Any parent of kids on the spectrum knows how sensitive these children can be. Loud noises and raised voices can set them off. Trying to rush them out the door backfires. Correcting them too harshly (especially when I’m upset myself) only leads to meltdowns. I’ve learned the supreme value of a soothing tone of voice, a gentle tap on the shoulder, and plenty of lead time before a new activity. Back rubs and warm embraces go a long way—if there are no sensory challenges present. And when there are, I’m learning how to give them space and not push too hard. You really do catch more flies with honey than with vinegar!

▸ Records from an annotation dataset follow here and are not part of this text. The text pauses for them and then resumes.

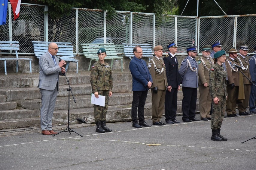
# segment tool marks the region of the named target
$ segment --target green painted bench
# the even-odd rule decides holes
[[[44,41],[32,41],[34,46],[35,54],[36,57],[40,58],[42,54],[45,53],[48,50],[48,45],[51,42]],[[59,48],[57,53],[61,59],[67,63],[66,70],[67,71],[70,62],[76,63],[76,73],[78,72],[78,60],[74,58],[73,54],[73,46],[71,42],[53,42],[57,44]]]
[[[101,43],[99,44],[81,44],[84,56],[90,59],[88,70],[90,70],[92,61],[97,61],[99,57],[97,52],[100,48],[104,48],[106,50],[107,57],[105,59],[111,59],[110,66],[112,68],[114,60],[120,59],[121,62],[121,70],[123,71],[123,57],[117,55],[116,47],[114,43]]]
[[[29,61],[29,71],[30,74],[32,73],[32,68],[31,67],[31,60],[33,60],[32,58],[19,58],[18,57],[18,50],[20,50],[20,45],[18,41],[0,41],[0,54],[6,54],[2,51],[3,50],[15,50],[16,53],[16,58],[0,58],[0,60],[4,61],[5,64],[5,75],[7,74],[6,71],[6,60],[16,60],[16,72],[18,72],[18,68],[19,66],[19,60],[28,60]]]

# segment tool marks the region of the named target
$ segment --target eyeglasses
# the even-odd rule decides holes
[[[55,51],[57,51],[59,50],[59,48],[52,48],[51,47],[49,47],[50,48],[52,48],[52,49],[54,49],[55,50]]]

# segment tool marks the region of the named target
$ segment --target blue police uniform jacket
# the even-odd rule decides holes
[[[190,63],[190,69],[187,61]],[[191,57],[188,56],[184,59],[181,65],[179,72],[180,75],[182,87],[197,88],[198,87],[198,74],[197,69],[198,66],[197,62],[194,61]],[[193,69],[195,71],[193,71]]]
[[[133,77],[133,91],[148,90],[148,84],[153,81],[146,62],[134,56],[130,62],[129,68]]]
[[[252,81],[256,80],[256,54],[252,56],[249,60],[249,69]]]

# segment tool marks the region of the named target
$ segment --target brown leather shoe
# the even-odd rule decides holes
[[[51,135],[52,133],[48,130],[45,130],[42,131],[42,134],[45,135]]]
[[[52,130],[49,130],[49,132],[53,135],[56,135],[58,133],[57,132],[55,132],[53,131]]]

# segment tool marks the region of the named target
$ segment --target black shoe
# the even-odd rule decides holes
[[[197,119],[195,118],[193,118],[193,119],[190,119],[190,120],[192,120],[192,121],[195,121],[196,122],[198,122],[199,121],[200,121],[200,120],[199,120],[198,119]]]
[[[161,123],[159,122],[156,122],[153,123],[153,125],[157,125],[157,126],[161,126],[162,125],[162,122]]]
[[[208,121],[208,120],[208,120],[208,119],[206,117],[202,118],[201,119],[201,120],[205,120],[206,121]]]
[[[181,122],[179,122],[179,121],[177,121],[176,119],[173,119],[172,120],[172,121],[174,122],[175,123],[181,123]]]
[[[159,121],[159,122],[162,125],[166,125],[167,124],[167,123],[163,123],[161,121]]]
[[[147,123],[145,122],[143,123],[142,123],[139,124],[141,126],[145,126],[145,127],[151,127],[152,126],[152,125],[148,125],[147,124]]]
[[[244,112],[242,112],[242,113],[239,113],[239,115],[242,115],[244,116],[247,116],[249,114],[248,114]]]
[[[192,122],[192,121],[190,120],[189,120],[188,118],[185,119],[182,119],[182,120],[183,122]]]
[[[248,112],[248,111],[245,111],[245,113],[247,113],[247,114],[248,114],[248,115],[250,115],[251,114],[251,113],[249,113]]]
[[[133,124],[133,128],[141,128],[142,126],[139,124],[138,123]]]
[[[168,124],[174,124],[174,122],[171,120],[167,120],[167,121],[166,121],[167,123]]]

5. No One Knows Like You Know.
It never ceases to amaze me how eager teachers, neighbors, and family members can be to offer diagnoses and prognoses, opinions and suggestions. It shouldn’t surprise me, but it still does, to hear a school administrator or a well-intentioned church member tell me how to raise my kids. The world is filled with “experts.” But in the end, it’s your child. You know him better than anyone else. Of course you should get insight and advice from real experts in the field. But more than anything else, you have to go with your gut.
6. “How” Is Better Than “Why.”
When we received the first diagnosis, I was anxious for his future. Then the next one came, and I got angry at the unfairness of it all. Then came the third, and I was genuinely scared. By the time we got the fourth diagnosis, I was numb. What did these kids do to deserve this? Was it something Katie and I did? But rather than dwell on why my children have these disorders, I’ve found that it’s better to ask how. How do I raise them in a way that affirms their dignity and builds their self-assurance? How do I advocate for them and prepare them for the day when they will have to advocate for themselves? How do I help their peers understand the challenges they face and embrace the gifts they bring? I don’t have time to ask the metaphysical questions. There’s work to be done, right here and right now, and I can accomplish much more by doing that work instead of asking why.
7. You Deserve It.
Not countless visits to speech, behavior, and occupational therapists. Not an endless list of medications and untold hours of arguments with insurers. Not quizzical, judgmental stares from people in Target or at the park. Not fruitless battles with an inflexible school system. You don’t deserve any of that. What you deserve is time for yourself. You work hard for your kids. You worry about them. You pray for them. You feel the need to explain them to outsiders. Burn out is a constant threat. I’ve learned not to let that happen. I have to take time for myself. Katie and I have to take time for each other, too. Even if it’s just a walk around the block after bedtime or a joint trip to the grocery store, we do it. We need to keep our horizons big so that we don’t collapse in on ourselves. I know that our kids will thank us for it!
8. Don’t Worry about Getting It Right the First Time.
I’ve got lots of opportunities, and kids are pretty forgiving.